Genauso inszeniert David Bösch die Handlung an der Staatsoper Hamburg. So beherrscht ein riesiger Tresor das von Patrick Bannwart mit wenigen Elementen sinnreich gestaltete Bühnenbild, und wenn sich der Tresor öffnet, offenbart sich darin auf einem Berg von Geldscheinbündeln thronend der Hausherr. Aber Bösch gelingt es, die Typenkomödie, deren Vorbild aus dem 16. Jahrhundert stammt, bruchlos zu einem Drama von heute zu gestalten. Er hat die Figuren, so typenhaft sie auch sind, genau durchdacht. So weiß sein Pasquale, dass er in die Jahre gekommen ist, auch ein wenig Fett angesetzt hat, und dass er für eine junge Frau etwas mehr tun muss, als nur mit den Geldscheinen zu wedeln. Also tritt er in hellblauem Trainingsanzug auf und besteigt alsbald einen Hometrainer, auf dem er – ganz dem Duktus der Musik in diesem Augenblick folgend – langsam in die Pedale tritt, um dann im Überschwang des Ehrgeizes so schnell zu werden, dass sein Puls, wie eine Videoeinblendung zeigt, ins Astronomische steigt.
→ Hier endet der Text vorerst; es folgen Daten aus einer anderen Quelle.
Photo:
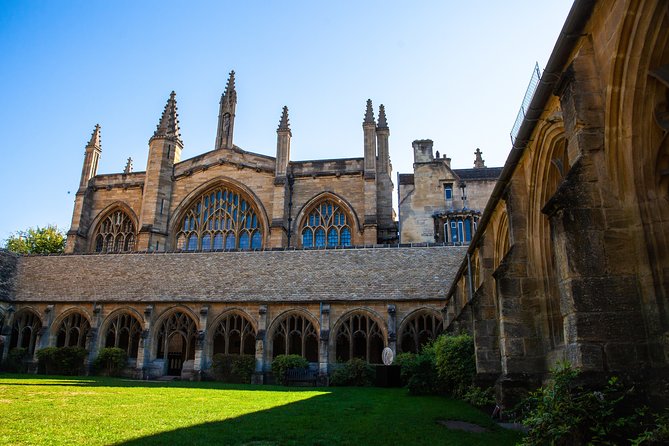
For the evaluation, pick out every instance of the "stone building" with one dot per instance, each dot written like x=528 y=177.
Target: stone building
x=440 y=204
x=231 y=252
x=571 y=257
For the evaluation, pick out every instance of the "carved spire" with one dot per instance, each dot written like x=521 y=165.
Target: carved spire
x=128 y=167
x=169 y=121
x=478 y=161
x=95 y=137
x=383 y=124
x=369 y=113
x=284 y=123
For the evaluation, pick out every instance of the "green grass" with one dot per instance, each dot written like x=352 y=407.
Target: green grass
x=90 y=411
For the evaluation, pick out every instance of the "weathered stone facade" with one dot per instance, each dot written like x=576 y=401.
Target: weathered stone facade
x=570 y=258
x=441 y=204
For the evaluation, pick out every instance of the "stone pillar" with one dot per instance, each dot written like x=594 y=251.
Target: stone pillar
x=261 y=340
x=144 y=349
x=323 y=350
x=392 y=328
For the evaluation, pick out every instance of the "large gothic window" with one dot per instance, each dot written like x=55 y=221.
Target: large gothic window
x=123 y=332
x=73 y=330
x=326 y=225
x=359 y=336
x=221 y=218
x=295 y=335
x=234 y=335
x=420 y=329
x=115 y=233
x=25 y=329
x=177 y=336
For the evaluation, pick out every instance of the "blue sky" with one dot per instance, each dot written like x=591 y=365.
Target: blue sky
x=451 y=71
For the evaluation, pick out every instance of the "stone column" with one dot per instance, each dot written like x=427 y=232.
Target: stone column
x=323 y=350
x=261 y=339
x=392 y=328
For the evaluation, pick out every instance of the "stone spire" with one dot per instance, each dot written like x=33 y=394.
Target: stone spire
x=226 y=115
x=168 y=127
x=369 y=113
x=284 y=124
x=479 y=162
x=383 y=124
x=128 y=167
x=95 y=138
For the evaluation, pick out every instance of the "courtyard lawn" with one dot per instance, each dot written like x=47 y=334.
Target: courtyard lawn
x=92 y=410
Immer wieder gelingt Bösch die Gratwanderung zwischen Überspitzung und Realismus. So kommuniziert man wie selbstverständlich per Handy und Norina – kein unerfahrener Teenager, sondern eine junge Witwe, also lebens- und männererfahren – rasiert sich im Schaumbad die Beine.
Das Sängerquartett folgt ihm bei dieser Gratwanderung. Danielle de Nieses Norina ist kapriziös, empfindet gleichwohl echtes Mitleid mit dem von ihr und den übrigen zum Narren gehaltenen Pasquale; sie lotet das mit einer Mischung aus brillanten Koloraturen und lyrischen Kantilenen aus. Levy Sekgapanes Ernesto ist ganz der schwärmerische Liebhaber, und wenn dieser lyrische Tenor der Geliebten seine Romanze im dritten Akt darbietet, dann ist das stimmlich so schön, wie eine Romanze nur sein kann, und zugleich fast schon zu schön, so dass sie gleichzeitig wie eine Parodie auf eine solche Kanzone wirkt.
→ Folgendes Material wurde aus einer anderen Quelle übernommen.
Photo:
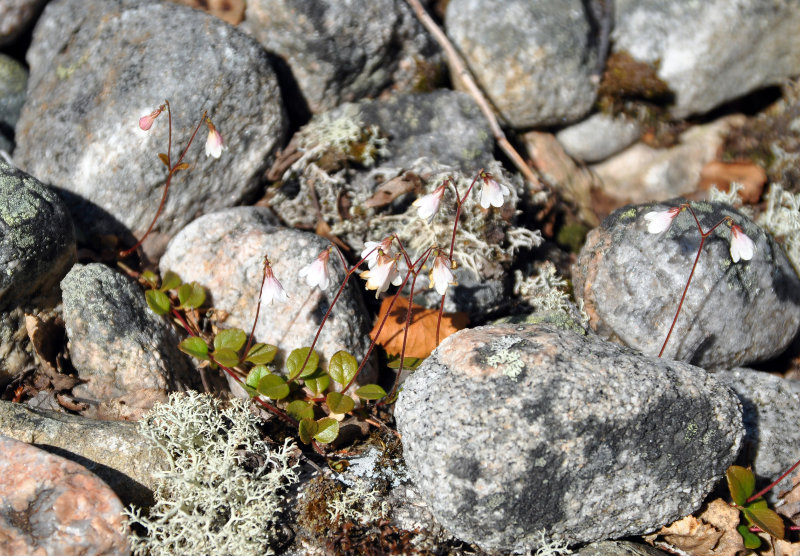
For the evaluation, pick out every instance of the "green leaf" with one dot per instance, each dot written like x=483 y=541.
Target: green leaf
x=273 y=386
x=318 y=382
x=759 y=514
x=170 y=281
x=343 y=367
x=339 y=403
x=231 y=338
x=327 y=430
x=226 y=357
x=255 y=375
x=194 y=346
x=261 y=354
x=751 y=540
x=741 y=483
x=300 y=410
x=308 y=429
x=371 y=392
x=157 y=301
x=191 y=295
x=294 y=363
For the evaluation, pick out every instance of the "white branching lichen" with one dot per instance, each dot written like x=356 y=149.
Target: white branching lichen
x=223 y=491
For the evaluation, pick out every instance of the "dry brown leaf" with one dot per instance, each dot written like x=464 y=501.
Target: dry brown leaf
x=421 y=332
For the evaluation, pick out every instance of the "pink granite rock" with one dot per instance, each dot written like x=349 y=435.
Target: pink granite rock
x=52 y=506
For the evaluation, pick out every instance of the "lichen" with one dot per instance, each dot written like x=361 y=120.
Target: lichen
x=223 y=490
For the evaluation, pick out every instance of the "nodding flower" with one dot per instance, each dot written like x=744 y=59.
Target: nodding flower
x=660 y=220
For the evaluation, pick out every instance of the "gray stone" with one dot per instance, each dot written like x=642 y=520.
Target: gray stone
x=37 y=248
x=339 y=52
x=695 y=53
x=224 y=252
x=16 y=16
x=112 y=450
x=515 y=435
x=771 y=411
x=631 y=282
x=534 y=60
x=599 y=136
x=126 y=354
x=50 y=505
x=98 y=66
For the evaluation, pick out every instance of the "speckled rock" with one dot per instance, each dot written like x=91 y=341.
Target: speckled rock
x=734 y=313
x=126 y=354
x=599 y=136
x=534 y=60
x=224 y=252
x=37 y=247
x=97 y=66
x=16 y=16
x=771 y=411
x=512 y=430
x=50 y=505
x=334 y=52
x=695 y=52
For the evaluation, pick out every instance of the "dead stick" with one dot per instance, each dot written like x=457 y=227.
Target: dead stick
x=458 y=67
Kartal Karagedik gestaltet mit seinem schlanken Bariton einen intriganten, zugleich aber auch wohlwollenden Malatesta, der zu perfekten Koloraturen fähig ist. Und Ambrogio Maestri siedelt den Pasquale mimisch und vor allem stimmlich als Mischung aus dem lächerlichen Dr. Bartolo in Rossinis Barbier von Sevilla und Verdis geradezu philosophischem Falstaff an, eine mimisch-stimmliche Bravourleistung.